The constant increase of CO₂ concentration in the atmosphere is recognized worldwide to severely impact the environment and human health. Zeolites possess a high adsorption capacity for CO₂ removal, but their powdery form prevents their use in many practical applications. When binding agents are used, a partial occlusion of the porosity can severely compromise the adsorption capacity. In this regard, a great challenge is producing compact composite adsorbents while maintaining a high specific surface area to preserve the pristine performance of zeolites. Here, this goal was achieved by preparing beads with a high content of zeolite 13X (up to 90 wt %) using a chitosan aerogel as the binding agent.
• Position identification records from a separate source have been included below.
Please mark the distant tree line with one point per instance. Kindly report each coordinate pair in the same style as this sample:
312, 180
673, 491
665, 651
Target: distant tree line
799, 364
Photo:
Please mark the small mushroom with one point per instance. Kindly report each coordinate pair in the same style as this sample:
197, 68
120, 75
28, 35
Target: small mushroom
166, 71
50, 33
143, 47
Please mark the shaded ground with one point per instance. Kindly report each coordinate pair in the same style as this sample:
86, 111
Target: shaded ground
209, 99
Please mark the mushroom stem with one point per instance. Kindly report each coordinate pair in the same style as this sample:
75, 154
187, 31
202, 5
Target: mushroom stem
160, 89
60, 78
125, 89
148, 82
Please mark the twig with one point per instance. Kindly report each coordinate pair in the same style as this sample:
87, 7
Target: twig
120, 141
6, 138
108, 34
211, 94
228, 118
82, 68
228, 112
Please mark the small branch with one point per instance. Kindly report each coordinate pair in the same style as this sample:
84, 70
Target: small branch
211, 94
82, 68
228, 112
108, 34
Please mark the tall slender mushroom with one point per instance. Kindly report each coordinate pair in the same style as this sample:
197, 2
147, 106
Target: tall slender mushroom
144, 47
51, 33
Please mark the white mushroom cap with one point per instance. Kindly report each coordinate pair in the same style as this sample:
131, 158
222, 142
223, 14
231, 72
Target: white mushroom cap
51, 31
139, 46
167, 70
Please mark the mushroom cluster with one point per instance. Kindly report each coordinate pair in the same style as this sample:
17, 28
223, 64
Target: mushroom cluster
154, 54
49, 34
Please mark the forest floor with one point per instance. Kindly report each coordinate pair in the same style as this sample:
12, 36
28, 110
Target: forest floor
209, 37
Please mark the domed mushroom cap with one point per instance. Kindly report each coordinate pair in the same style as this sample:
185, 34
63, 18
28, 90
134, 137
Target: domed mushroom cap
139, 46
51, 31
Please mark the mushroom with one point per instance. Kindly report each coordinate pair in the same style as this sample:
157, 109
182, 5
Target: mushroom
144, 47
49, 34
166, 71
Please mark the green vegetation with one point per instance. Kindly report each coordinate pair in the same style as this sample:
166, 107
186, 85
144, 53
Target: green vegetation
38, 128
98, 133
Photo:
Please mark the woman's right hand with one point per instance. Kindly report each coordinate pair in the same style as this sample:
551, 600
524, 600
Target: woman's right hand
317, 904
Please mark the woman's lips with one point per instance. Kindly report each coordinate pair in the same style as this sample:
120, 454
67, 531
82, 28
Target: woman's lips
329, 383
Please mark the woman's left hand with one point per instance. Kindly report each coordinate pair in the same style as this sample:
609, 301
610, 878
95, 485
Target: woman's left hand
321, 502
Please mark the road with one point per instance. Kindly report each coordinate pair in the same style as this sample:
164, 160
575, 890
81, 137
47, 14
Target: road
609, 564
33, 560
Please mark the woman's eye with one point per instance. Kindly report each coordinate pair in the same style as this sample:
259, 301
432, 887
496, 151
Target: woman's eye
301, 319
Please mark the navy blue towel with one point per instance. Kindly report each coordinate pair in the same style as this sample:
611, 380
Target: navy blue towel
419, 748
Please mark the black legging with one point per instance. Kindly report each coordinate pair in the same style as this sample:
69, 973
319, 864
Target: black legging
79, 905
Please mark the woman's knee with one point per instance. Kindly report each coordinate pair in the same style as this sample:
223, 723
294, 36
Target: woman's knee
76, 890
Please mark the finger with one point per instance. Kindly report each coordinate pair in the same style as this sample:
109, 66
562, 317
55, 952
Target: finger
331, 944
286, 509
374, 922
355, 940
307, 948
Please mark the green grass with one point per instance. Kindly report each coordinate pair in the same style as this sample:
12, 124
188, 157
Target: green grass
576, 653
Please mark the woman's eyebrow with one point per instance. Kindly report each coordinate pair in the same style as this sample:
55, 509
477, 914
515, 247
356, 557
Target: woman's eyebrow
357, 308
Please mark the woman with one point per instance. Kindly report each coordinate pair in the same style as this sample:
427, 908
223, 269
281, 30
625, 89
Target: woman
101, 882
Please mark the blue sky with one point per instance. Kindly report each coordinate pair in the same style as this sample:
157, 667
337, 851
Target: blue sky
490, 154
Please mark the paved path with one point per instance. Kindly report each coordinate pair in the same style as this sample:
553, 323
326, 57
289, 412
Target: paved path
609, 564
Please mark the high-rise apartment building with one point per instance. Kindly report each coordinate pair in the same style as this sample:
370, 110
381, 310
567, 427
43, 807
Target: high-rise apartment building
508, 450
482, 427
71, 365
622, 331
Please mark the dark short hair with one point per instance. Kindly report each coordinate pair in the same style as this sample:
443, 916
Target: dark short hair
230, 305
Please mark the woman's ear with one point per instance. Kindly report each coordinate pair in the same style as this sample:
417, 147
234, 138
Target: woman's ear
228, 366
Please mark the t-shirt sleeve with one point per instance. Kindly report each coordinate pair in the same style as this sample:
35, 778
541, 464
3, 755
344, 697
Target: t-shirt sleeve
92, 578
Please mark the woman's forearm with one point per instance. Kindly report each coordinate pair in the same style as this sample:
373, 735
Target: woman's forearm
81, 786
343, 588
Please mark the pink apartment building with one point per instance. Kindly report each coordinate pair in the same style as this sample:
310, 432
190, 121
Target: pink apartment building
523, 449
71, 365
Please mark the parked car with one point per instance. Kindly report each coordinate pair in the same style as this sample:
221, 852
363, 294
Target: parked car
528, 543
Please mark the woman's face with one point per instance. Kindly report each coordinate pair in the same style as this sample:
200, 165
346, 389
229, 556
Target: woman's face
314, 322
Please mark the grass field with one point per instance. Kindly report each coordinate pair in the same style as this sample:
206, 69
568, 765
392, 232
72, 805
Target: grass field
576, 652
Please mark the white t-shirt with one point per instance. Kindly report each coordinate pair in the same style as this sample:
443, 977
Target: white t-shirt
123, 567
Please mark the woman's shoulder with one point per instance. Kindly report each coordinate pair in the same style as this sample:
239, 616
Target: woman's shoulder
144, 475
A facile preparation procedure based on the freeze-drying of hydrogel beads obtained by phase inversion led to a peculiar microstructure in which a very fine polymeric framework firmly embeds the zeolite particles, providing mechanical coherence and strength (compressive strain >40% without bead fragmentation, deformation <20% under 1 kg_f-load) and yet preserving the powder porosity. This allowed us to fully exploit the potential of the constituents, reaching a high specific surface area (561 m² g^-1) and excellent CO₂ uptake capacity (4.23 mmol g^-1) for the sample at 90% zeolite. The beads can also be reused after being fully regenerated by means of a pressure swing protocol at room temperature.